O Supremo Tribunal Federal decidirá entre 21 e 28 de agosto, no RExt nº 1.580.478, sobre restringir a legitimidade para ações de improbidade em nome de segmentos sociais estigmatizados e vulneráveis.
O resultado pode afetar diretamente o acesso à Justiça coletivo desses grupos, enquanto o Conselho Nacional de Justiça estabeleceu meta de julgar 100% das ações de improbidade em 2026.
O tema questiona a atuação da magistratura interamericana na centralidade da vítima coletiva e discute o “devido processo convencional” aplicado ao processo coletivo democrático.
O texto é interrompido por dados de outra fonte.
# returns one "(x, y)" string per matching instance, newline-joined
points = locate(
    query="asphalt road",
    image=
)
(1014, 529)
Há conflito institucional potencial: em casos penitenciários, a Fazenda Pública e, por vezes, o Ministério Público podem ter interesses contrários à apuração de maus-tratos, situação já apontada no julgamento da ADI nº 5.603/DF.
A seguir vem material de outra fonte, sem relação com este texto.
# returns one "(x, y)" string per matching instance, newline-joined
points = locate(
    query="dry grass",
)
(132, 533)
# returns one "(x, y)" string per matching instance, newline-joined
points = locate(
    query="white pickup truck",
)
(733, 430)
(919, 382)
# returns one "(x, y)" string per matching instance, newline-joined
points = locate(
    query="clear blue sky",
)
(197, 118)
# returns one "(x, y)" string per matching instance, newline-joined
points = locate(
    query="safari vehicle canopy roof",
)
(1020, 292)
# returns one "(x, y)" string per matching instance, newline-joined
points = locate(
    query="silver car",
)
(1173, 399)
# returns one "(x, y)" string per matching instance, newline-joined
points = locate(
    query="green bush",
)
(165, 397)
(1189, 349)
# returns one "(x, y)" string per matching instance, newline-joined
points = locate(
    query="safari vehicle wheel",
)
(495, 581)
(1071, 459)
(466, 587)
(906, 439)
O STF já reconheceu legitimidade ampliada em decisões que devolveram pluralismo democrático às ações de improbidade (ADI’s nº 7.042 e nº 7.043) e reconheceu a necessidade de proteger a personalidade judiciária da Defensoria Pública para prevenir conflitos de interesse.
A Defensoria Pública tem respaldo constitucional (artigo 134), fundamentos na Lei Complementar nº 80/1994 (artigo 4º, XVII, XVIII) e na Lei de Execução Penal (artigo 81‑A), e pode utilizar “todas” as ações adequadas para proteger necessitados, inclusive ações de improbidade.
“O supressão da legitimidade ativa das pessoas jurídicas interessadas para a propositura da ação por ato de improbidade representa uma inconstitucional limitação ao amplo acesso à jurisdição (CF, artigo 5º, XXXV)”, afirmou o ministro Alexandre de Moraes.
O próximo passo é o julgamento do RExt nº 1.580.478 pelo STF entre 21 e 28 de agosto, quando será definido se a legitimidade coletiva será restringida ou mantida.